Bases: LightningDataModule, Generic[Raw, Transformed, Collated, Processed]

Pytorch dataloader wrapper for ADL-compliant datasets.

Info

Train/val/test splits are not all required to be present; if any are not present, the corresponding .{split}_dataloader() will raise an error if called. Arbitrary split names are also allowed, though train, val, and test are expected for the ADLDataModule.{train|val|test}_dataloader() methods expected by pytorch lightning.

Note

The underlying (transformed) dataset is cached (i.e. the same dataset object will be used on each call), but the dataloader container is not.

Type Parameters
  • Raw: raw data loaded from the dataset.
  • Transformed: data following CPU-side transform.
  • Collated: data format after collation; should be in pytorch tensors.
  • Processed: data after GPU-side transform.

Parameters:

Name Type Description Default
dataset Mapping[str, Callable[[], Dataset[Raw]] | Dataset[Raw]]

datasets or dataset constructors for each split.

required
transforms Pipeline[Raw, Transformed, Collated, Processed]

data transforms to apply.

required
batch_size int

dataloader batch size.

32
samples int | Sequence[int]

number of validation-set samples to prefetch for visualizations (or a list of indices to use). Note that these samples are always held in memory! Set samples=0 to disable.

0
num_workers int

number of worker processes during data loading and CPU-side processing.

32
prefetch_factor int

number of batches to fetch per worker.

2
subsample Mapping[str, int | float | None]

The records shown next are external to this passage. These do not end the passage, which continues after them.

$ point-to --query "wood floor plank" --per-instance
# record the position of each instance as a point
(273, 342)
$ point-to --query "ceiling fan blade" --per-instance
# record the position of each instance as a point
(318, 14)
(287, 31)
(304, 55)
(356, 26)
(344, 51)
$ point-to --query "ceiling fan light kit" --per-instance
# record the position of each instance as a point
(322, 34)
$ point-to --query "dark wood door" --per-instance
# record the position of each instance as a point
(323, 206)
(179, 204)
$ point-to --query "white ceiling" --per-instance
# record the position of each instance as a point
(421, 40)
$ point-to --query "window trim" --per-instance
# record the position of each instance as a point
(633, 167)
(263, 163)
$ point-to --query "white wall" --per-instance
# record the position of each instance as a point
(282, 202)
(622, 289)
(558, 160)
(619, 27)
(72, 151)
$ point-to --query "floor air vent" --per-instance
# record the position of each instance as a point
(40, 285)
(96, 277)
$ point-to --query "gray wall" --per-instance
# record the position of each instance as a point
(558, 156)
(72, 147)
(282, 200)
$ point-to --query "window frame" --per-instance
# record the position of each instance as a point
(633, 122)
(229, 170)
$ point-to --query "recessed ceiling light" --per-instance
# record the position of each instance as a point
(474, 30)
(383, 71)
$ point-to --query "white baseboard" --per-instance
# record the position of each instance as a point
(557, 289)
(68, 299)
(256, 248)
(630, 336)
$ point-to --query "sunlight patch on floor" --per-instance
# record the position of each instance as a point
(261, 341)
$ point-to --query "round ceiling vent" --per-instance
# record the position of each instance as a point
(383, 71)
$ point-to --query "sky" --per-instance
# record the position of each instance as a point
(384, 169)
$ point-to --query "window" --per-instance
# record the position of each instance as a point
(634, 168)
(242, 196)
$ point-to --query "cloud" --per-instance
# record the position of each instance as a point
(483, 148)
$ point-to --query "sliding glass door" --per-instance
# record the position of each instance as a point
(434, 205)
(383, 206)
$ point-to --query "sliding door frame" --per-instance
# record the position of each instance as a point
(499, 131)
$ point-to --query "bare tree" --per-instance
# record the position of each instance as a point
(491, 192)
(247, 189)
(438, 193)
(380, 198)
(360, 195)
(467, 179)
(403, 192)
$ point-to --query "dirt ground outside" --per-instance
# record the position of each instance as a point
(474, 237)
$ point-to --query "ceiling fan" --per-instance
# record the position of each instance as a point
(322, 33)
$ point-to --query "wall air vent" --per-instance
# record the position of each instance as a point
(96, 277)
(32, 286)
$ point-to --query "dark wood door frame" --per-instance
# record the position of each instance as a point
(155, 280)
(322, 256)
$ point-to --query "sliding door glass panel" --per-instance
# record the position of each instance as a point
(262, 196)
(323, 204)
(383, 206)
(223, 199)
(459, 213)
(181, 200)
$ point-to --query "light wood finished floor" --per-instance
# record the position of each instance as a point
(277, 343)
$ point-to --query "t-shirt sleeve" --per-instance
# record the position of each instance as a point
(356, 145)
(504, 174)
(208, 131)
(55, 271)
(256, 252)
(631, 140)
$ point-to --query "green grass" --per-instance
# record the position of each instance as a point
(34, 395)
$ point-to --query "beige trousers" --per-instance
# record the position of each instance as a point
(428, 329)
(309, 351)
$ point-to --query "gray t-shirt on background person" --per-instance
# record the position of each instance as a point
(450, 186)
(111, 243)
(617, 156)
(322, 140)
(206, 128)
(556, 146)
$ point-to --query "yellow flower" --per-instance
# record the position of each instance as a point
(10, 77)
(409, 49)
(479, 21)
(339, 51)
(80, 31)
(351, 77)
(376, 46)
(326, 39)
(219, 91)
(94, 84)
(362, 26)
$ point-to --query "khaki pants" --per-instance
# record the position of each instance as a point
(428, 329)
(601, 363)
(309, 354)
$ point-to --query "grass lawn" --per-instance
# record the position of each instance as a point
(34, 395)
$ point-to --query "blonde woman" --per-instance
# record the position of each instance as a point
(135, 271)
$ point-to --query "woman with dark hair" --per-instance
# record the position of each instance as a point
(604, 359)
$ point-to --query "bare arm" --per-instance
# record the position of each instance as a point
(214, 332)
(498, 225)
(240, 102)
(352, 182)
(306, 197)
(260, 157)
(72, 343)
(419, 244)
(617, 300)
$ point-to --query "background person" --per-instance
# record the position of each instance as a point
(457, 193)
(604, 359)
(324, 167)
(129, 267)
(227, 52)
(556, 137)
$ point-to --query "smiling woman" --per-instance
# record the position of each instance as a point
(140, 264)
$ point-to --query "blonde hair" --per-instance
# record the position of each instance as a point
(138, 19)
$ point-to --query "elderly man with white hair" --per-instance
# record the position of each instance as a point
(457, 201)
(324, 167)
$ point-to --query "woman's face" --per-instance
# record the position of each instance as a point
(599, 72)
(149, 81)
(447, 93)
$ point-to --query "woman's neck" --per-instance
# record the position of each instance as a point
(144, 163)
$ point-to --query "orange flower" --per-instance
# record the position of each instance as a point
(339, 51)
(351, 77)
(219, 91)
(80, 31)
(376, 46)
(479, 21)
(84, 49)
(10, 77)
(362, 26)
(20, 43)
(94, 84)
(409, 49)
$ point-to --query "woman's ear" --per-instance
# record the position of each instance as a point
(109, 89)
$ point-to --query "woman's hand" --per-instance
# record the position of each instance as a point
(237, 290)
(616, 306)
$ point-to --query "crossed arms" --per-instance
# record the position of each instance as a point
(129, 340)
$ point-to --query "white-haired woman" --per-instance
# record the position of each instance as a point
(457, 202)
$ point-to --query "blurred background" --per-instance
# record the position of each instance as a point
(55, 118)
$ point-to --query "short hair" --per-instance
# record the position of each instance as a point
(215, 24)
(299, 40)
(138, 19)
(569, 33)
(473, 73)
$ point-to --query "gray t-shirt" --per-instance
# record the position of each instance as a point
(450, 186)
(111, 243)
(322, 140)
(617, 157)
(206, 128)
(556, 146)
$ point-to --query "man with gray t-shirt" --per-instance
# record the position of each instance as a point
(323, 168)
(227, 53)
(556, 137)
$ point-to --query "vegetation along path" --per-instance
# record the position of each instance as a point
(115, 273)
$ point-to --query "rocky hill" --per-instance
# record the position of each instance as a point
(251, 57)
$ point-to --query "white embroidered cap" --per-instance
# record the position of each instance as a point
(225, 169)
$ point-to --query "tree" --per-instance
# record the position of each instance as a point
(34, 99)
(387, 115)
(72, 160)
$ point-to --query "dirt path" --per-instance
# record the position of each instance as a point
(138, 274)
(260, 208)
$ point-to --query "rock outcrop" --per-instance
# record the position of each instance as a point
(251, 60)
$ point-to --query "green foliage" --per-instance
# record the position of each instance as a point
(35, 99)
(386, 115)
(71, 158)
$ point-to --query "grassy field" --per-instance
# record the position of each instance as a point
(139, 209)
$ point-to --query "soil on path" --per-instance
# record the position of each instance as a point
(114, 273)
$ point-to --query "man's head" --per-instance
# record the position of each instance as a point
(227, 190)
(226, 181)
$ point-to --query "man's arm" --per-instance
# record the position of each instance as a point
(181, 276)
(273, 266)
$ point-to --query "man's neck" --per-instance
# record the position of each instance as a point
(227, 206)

Sample only a (low-discrepancy) subset of samples on each split specified here instead of using all samples.

{}

Attributes:

Name Type Description
transforms

data transforms which should be applied to the data; in particular, a .forward() GPU batch-to-batch stage which is expected to be handled by downstream model code.

Source code in src/abstract_dataloader/ext/lightning.py
class ADLDataModule(
    L.LightningDataModule, Generic[Raw, Transformed, Collated, Processed]
):
    """Pytorch dataloader wrapper for ADL-compliant datasets.

    !!! info

        Train/val/test splits are not all required to be present; if any are
        not present, the corresponding `.{split}_dataloader()` will raise an
        error if called. Arbitrary split names are also allowed, though
        `train`, `val`, and `test` are expected for the
        `ADLDataModule.{train|val|test}_dataloader()` methods
        [expected by pytorch lightning](
        https://lightning.ai/docs/pytorch/stable/data/datamodule.html).

    !!! note

        The underlying (transformed) dataset is cached (i.e. the same
        dataset object will be used on each call), but the dataloader
        container is not.

    Type Parameters:
        - `Raw`: raw data loaded from the dataset.
        - `Transformed`: data following CPU-side transform.
        - `Collated`: data format after collation; should be in pytorch tensors.
        - `Processed`: data after GPU-side transform.

    Args:
        dataset: datasets or dataset constructors for each split.
        transforms: data transforms to apply.
        batch_size: dataloader batch size.
        samples: number of validation-set samples to prefetch for
            visualizations (or a list of indices to use). Note that these
            samples are always held in memory! Set `samples=0` to disable.
        num_workers: number of worker processes during data loading and
            CPU-side processing.
        prefetch_factor: number of batches to fetch per worker.
        subsample: Sample only a (low-discrepancy) subset of samples on each
            split specified here instead of using all samples.

    Attributes:
        transforms: data transforms which should be applied to the data; in
            particular, a `.forward()` GPU batch-to-batch stage which is
            expected to be handled by downstream model code.
    """

    def __init__(
        self, dataset: Mapping[
            str, Callable[[], spec.Dataset[Raw]] | spec.Dataset[Raw]],
        transforms: spec.Pipeline[Raw, Transformed, Collated, Processed],
        batch_size: int = 32, samples: int | Sequence[int] = 0,
        num_workers: int = 32, prefetch_factor: int = 2,
        subsample: Mapping[str, int | float | None] = {}
    ) -> None:
        super().__init__()

        self.transforms = transforms
        self._samples = samples
        self._subsample = subsample

        self._dataset = dataset
        self._dataloader_args = {
            "batch_size": batch_size, "num_workers": num_workers,
            "prefetch_factor": prefetch_factor, "pin_memory": True,
            "collate_fn": transforms.collate
        }

    @classmethod
    def from_traces(
        cls, dataset: Callable[[Sequence[str]], spec.Dataset[Raw]],
        traces: Mapping[str, Sequence[str]],
        transforms: spec.Pipeline[Raw, Transformed, Collated, Processed],
        **kwargs: dict[str, Any]
    ) -> "ADLDataModule[Raw, Transformed, Collated, Processed]":
        """Create from a dataset constructor.

        Args:
            dataset: dataset constructor which takes a list of trace names
                and returns a dataset object.
            traces: mapping of split names to trace names; the dataset
                constructor will be called with the trace names for each split.
            transforms: data transforms to apply.
            kwargs: see the class constructor.
        """
        return cls(
            dataset={k: partial(dataset, v) for k, v in traces.items()},
            transforms=transforms,
            **kwargs)  # type: ignore

    @cached_property
    def samples(self) -> Collated | None:
        """Validation samples for rendering samples.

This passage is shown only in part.